Ed Clark, an 18-year Boeing veteran, is “leaving the program” immediately, Boeing Commercial Airplanes chief Stan Deal said in a memo to employees Wednesday morning.

Clark was the head of the company’s production facility in Renton, Washington, which is the final assembly site of the 737 MAX airliner and builds its MAX 9 aircraft.

Deal said that Katie Ringgold, previously in charge of 737 deliveries, would take over the MAX program, and that another executive, Elizabeth Lund, would take on a new role overseeing quality across all of Boeing’s commercial airplanes.

Clark is an engineer. His successor Ringgold has business degrees. She began her aviation career performing avionics systems maintenance and troubleshooting on C-130 cargo aircraft in the US Air Force.

Deal wrote that the leadership changes are intended to drive Boeing Commercial Airplanes’ “enhanced focus on ensuring that every airplane we deliver meets or exceeds all quality and safety requirements”.

The announcement came two weeks after a report from the US National Transportation Safety Board found that bolts that held a panel known as a door plug in place were missing when the nearly brand-new 737 MAX 9 used for Alaska Airlines Flight 1282 departed the Portland International Airport in Oregon for Ontario, California, on Jan 5. The bolts prevent the door plug from sliding up from the frame when pressurization changes in the cabin midflight.

The incident occurred at about 16,000 feet, when the door plug blew off the jet, forcing the pilots to return to Portland for an emergency landing.

The plug is a barrier used to cover a gap in the plane’s body where an extra exit door could optionally be installed. The mishap could have been catastrophic if the plane were at cruising altitude.

The incident aboard the Alaska Airlines MAX 9 is the latest crisis for Boeing, which has been plagued by manufacturing problems after fatal crashes of its 737 MAX 8 in 2018 and 2019 that killed all 346 people on board the two flights.

Although there were no reports of serious injuries to passengers, some are now suing Boeing and Alaska Airlines, claiming the flight caused them trauma and injury.

The problems on Boeing planes have delayed deliveries to customers.

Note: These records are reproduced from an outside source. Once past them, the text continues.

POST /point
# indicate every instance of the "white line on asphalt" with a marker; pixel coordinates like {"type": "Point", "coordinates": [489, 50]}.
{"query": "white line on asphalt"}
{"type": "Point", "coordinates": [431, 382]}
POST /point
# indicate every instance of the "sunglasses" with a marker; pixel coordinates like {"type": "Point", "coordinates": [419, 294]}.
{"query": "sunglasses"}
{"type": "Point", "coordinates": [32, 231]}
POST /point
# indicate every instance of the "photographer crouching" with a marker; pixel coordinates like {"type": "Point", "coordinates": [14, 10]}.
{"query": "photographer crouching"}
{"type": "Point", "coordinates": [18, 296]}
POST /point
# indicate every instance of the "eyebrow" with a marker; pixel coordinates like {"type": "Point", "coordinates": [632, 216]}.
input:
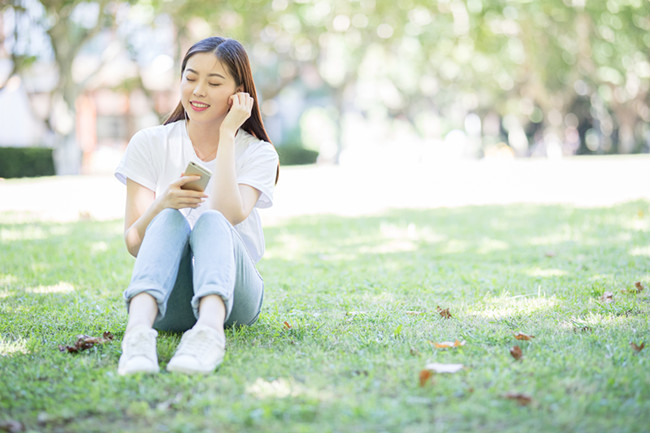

A month after the Alaska Airlines flight, Boeing said improperly drilled holes on some MAX planes would delay handovers of the aircraft to airlines.

The Federal Aviation Administration has said it has increased direct inspections of Boeing’s MAX production lines and said it would prohibit the manufacturer from increasing output until the agency is satisfied with its quality controls.

Boeing rival Airbus has ramped up production and deliveries of new planes.